Makroplakalar: ne oldukları, ana nedenleri ve nasıl tanımlanacağı

Dev trombositler olarak da adlandırılan makroplaklar, bir trombositin normal boyutundan daha büyük boyut ve hacimdeki trombositlere karşılık gelir, bunlar yaklaşık 3 mm'dir ve hacmi ortalama 7.0 fl'dir. Bu daha büyük trombositler genellikle trombosit aktivasyonu ve üretimi sürecindeki değişikliklerin göstergesidir ve kalp problemleri, diyabet veya lösemi ve miyeloproliferatif sendromlar gibi hematolojik durumların bir sonucu olarak ortaya çıkabilir.
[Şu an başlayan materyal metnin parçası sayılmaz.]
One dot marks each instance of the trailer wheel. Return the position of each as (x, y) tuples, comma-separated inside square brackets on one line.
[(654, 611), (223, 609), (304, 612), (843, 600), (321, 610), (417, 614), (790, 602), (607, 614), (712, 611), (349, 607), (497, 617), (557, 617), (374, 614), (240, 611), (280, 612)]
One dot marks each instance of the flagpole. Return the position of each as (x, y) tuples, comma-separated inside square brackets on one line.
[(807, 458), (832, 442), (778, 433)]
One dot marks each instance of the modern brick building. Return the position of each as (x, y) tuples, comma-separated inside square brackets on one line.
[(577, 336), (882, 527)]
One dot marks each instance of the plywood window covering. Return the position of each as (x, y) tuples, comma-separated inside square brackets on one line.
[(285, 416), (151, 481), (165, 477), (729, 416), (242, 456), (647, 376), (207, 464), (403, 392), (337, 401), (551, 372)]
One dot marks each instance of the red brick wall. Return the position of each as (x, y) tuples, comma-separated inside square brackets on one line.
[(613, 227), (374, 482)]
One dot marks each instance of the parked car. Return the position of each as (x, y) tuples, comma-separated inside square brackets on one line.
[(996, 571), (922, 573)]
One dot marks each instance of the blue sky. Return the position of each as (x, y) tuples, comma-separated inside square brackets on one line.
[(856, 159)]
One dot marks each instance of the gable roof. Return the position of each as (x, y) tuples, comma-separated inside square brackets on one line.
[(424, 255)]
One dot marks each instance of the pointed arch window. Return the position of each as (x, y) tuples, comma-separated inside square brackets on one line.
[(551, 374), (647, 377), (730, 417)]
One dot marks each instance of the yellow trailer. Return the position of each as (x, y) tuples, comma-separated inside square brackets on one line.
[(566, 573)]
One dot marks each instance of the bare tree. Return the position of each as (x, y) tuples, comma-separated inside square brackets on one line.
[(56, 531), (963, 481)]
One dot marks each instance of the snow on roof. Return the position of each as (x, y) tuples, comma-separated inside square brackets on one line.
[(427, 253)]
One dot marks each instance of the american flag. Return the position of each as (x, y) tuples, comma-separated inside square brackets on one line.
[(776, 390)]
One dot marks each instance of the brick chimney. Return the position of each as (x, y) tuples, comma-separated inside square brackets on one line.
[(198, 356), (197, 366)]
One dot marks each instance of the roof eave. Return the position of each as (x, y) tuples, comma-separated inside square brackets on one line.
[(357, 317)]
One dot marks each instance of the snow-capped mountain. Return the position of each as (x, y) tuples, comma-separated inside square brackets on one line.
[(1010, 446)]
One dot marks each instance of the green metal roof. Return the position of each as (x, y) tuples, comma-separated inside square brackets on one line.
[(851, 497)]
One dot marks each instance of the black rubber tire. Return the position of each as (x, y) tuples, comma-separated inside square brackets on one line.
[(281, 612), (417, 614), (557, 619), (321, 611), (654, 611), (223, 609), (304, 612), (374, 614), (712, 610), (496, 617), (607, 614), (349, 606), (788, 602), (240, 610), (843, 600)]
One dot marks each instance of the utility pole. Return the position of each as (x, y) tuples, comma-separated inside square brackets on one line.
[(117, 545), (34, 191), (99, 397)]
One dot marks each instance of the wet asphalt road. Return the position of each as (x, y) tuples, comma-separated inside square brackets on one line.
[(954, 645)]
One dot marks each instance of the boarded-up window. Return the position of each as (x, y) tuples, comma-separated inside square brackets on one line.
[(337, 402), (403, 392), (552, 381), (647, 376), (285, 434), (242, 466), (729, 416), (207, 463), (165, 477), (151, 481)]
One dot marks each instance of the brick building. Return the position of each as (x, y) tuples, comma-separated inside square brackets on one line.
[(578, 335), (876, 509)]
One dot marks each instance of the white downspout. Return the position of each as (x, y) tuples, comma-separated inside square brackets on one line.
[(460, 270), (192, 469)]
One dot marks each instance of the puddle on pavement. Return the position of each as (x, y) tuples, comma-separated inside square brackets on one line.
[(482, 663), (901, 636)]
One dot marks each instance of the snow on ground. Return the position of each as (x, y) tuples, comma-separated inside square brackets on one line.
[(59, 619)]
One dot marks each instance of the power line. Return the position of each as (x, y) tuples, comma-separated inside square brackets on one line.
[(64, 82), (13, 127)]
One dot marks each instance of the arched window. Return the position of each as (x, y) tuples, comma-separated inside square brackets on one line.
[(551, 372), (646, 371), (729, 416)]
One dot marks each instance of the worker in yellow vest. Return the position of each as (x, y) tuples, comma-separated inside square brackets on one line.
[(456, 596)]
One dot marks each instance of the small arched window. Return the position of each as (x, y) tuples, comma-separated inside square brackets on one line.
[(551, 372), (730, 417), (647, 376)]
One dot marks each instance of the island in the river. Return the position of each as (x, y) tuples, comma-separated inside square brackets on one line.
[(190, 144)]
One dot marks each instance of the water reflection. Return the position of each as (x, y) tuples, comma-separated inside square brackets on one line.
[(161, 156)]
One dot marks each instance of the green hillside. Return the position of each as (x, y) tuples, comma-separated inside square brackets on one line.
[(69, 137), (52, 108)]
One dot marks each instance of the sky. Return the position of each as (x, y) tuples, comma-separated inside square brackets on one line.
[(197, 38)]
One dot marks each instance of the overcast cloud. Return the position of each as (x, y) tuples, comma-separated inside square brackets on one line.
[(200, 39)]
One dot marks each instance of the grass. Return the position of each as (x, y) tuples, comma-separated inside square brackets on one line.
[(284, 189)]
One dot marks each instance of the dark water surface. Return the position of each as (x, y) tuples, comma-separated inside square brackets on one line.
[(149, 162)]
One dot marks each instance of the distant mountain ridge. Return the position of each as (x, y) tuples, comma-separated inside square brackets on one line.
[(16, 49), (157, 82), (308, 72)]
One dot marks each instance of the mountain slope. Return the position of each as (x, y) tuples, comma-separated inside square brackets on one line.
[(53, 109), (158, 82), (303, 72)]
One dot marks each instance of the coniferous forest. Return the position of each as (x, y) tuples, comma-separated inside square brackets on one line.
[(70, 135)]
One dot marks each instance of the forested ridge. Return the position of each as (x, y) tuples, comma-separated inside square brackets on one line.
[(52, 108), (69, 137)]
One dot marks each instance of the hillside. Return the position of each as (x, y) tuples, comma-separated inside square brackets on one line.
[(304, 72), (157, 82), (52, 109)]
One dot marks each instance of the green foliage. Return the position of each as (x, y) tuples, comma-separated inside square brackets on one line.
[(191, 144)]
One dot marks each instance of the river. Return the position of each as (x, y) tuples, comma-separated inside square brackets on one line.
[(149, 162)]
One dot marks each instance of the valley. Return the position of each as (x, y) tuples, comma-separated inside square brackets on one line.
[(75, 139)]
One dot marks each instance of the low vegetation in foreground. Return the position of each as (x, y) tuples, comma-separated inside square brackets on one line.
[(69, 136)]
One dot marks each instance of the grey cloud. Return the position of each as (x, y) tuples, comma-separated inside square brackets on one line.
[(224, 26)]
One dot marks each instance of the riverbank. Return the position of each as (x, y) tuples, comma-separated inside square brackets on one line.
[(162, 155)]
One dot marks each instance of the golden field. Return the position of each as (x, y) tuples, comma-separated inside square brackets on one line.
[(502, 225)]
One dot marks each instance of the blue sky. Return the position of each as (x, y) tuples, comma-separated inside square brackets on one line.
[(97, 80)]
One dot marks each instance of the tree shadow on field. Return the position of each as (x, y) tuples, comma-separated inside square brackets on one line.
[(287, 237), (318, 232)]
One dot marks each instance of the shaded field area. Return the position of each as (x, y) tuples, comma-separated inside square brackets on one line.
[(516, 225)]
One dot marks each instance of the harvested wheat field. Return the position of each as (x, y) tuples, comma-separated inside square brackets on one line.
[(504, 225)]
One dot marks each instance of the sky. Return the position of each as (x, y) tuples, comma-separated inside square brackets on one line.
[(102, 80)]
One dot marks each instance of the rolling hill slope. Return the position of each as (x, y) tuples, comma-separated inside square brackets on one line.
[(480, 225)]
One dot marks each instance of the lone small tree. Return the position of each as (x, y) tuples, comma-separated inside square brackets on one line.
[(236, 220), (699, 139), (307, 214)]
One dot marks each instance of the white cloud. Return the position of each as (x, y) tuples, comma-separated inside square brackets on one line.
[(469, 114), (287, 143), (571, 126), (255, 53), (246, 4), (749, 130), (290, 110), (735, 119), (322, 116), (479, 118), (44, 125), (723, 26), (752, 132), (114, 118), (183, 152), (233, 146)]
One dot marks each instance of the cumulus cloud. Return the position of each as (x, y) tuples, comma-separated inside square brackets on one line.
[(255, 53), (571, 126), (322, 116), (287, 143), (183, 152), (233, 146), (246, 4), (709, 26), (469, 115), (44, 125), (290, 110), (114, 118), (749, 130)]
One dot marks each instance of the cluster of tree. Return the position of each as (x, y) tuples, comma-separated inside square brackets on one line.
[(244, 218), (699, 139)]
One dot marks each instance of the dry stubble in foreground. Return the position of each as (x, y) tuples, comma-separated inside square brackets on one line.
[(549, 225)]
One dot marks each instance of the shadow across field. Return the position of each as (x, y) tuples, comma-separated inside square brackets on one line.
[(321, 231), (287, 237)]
Trombosit boyutu, mikroskop altında kan yayması ve trombosit miktarı ve hacmini içermesi gereken tam kan sayımı sonucu gözlenerek değerlendirilir.

Makroplateletlerin ana nedenleri ve nasıl tanımlanacağı

Makroplateletlerin ana nedenleri

Kanda dolaşan makro-trombositlerin varlığı, birkaç durumdan kaynaklanabilen trombosit aktivasyon sürecinin uyarılmasının bir göstergesidir, bunlardan başlıcaları şunlardır:

  • Hipertiroidizm;
  • Esansiyel trombositemi, miyelofibroz ve polisitemi vera gibi miyeloproliferatif hastalıklar;
  • İdiopatik trombositopenik purpura;
  • Şeker hastalığı;
  • Akut miyokard infarktüsü;
  • Lösemi;
  • Miyelodisplastik sendrom;
  • Bernard-Soulier sendromu.

Normalden daha büyük olan trombositler, trombotik süreçleri desteklemenin yanı sıra daha yüksek düzeyde bir aktivite ve reaktif potansiyele sahiptir, çünkü bunlar oldukça ciddi olabilen trombosit agregasyonu ve trombüs oluşumunda daha kolaylığa sahiptirler. Bu nedenle, dolaşımdaki trombositlerin miktarını ve özelliklerini bilmek için testlerin yapılması önemlidir. Değişiklikler bulunursa, en uygun tedavinin başlatılabilmesi için makroplakaların nedenini belirlemek önemlidir.

Tanımlama nasıl yapılır

Makroplakaların tanımlanması, bir kan testi, daha spesifik olarak, trombositler dahil tüm kan bileşenlerinin değerlendirildiği tam kan sayımı yoluyla yapılır. Trombosit değerlendirmesi hem kantitatif hem de kalitatif olarak yapılır. Yani hem laboratuarlar arasında değişebilen normal değeri 150000 ile 450000 trombosit / µL arasında olan dolaşımdaki trombosit miktarı hem de trombositlerin özellikleri kontrol edilir.

Bu özellikler hem mikroskobik olarak hem de trombositlerin hacmini gösteren bir laboratuvar parametresi olan Ortalama Trombosit Hacmi veya MPV aracılığıyla gözlemlenir ve böylece normalden büyük olup olmadıklarını ve trombosit aktivite düzeylerini bilmek mümkündür. Genellikle, MPV ne kadar yüksekse, trombositler o kadar yüksek ve kanda dolaşan toplam trombosit miktarı o kadar düşüktür, çünkü trombositler hızla üretilir ve yok edilir. Trombosit değişikliklerini doğrulamak için önemli bir parametre olmasına rağmen, MPV değerlerinin standardize edilmesi zordur ve diğer faktörlerden etkilenebilir.

Trombositler hakkında daha fazlasını görün.